その郡部線開業用に造られた電車:デシ500形のうち1両がこの専用線に譲渡され、1961(S36)年頃まで活躍していました
鉄道ピクトリアルNo.791(2007.7月号)掲載の
「知られざる名鉄電車史1 郊外線草創期の車両・デシ500形とその仲間たち」名鉄資料館
 を参照。
 インターネットで探しましたら、日本油脂専用線にいたデシ500形写真がありました→ローカル駅の坪庭をご覧ください

日本油脂専用線①

    1974(昭和49)年1月

工員輸送用の電車モ101号です。

武豊駅のすぐ南の工場(現在の名称は衣浦工場・西門)の南端付近です。

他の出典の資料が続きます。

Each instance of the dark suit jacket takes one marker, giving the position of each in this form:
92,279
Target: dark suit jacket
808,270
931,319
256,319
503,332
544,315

ここから約3km西の工場(現在の名称は武豊工場)まで、この電車が走っていました。


Wikipediaで調べますと、
元西武鉄道のモハ103・クハ1113の2両が、日本油脂専用線の工員輸送用車両近代化のため1961(昭和36)年8月に譲渡され、モ101号・ク102号になった。
 と書いてありました。
日本油脂専用線②

    1974(S49).1

モ101号を別の角度から撮りました。
私の好きなタイプの電車です。
日本油脂専用線③

    1974(S49).1

車庫の中には小型の電気機関車と、ク102号がいました。
日本油脂専用線④

    1974(S49).1

ホームの上には、ナローゲージの線路とトロッコが!
貨車の向きを変える小さなターンテーブルも3連続配置してありました。

上の写真①の逆方向から撮っています。
日本油脂専用線⑤

    1974(S49).1

ホーム上にいたナローの機関車は、バッテリーで動くタイプのようです。

日本油脂専用線⑥

    1974(S49).1

日が傾いて、電柱の影が電車にかかりました。
写真左側には、ホーム上に通ずるナローの線路が写っています。
日本油脂専用線⑦

    1974(S49).9.10

名鉄河和線のガード下をくぐる日本油脂の貨物列車です。


日本油脂の専用線を2度目に訪れたのは、1974(昭和49)年9月でした。
このときは、専用線の沿線で走行写真を撮ろうと頑張って出かけました。

日本油脂専用線⑧ 1974(S49).9.10
 上の写真⑦の通り過ぎたところを振り返って撮りました。
 タンク車をつないで、西の工場へ向かいます。
日本油脂専用線⑨ 1974(S49).9.10
 西へ向かう電気機関車の単機回送です。
 可愛らしいB凸型機関車でした。
日本油脂専用線⑩

    1974(S49).9.10

武豊駅方面へ向かう貨物列車です。

こがね色の田んぼの中を走ります。
日本油脂専用線⑪

    1974(S49).9.10

夕方になり、「工員輸送」電車が走る時間になりました。

電車(モ101号)を待っていたら、やってきたのはなんと電気機関車に牽引されたク102号でした。
モ101号が故障したのか検査中だったのでしょうか。

武豊駅方面(左方向)へ向かう退勤列車ですが、あまり人が乗っていないようです。
日本油脂専用線⑫

    1974(S49).9.10

上の写真⑪の退勤列車が行ってからしばらく待っていると、電気機関車+ク102号が武豊駅方面から戻ってきました。
日本油脂専用線⑬

    1974(S49).9.10

上の写真⑫の続きです。
ドアを開けっ放して、空車で走っているようです。
どうやら、次の退勤列車のための回送列車のようです。
日本油脂専用線⑭

    1974(S49).9.10

日が沈んでしばらくすると、2本目の退勤列車が走ってきました。
この列車には、それなりに人が乗っていました
常滑駅方面へ走っていきました。


これが、私が日本油脂専用線で撮った最後の写真となりました。

この専用線は、その後10年ほど残りましたが、これ以降訪問せず、 電車(モ101号)の走っている写真は結局撮らずに終わってしまいました。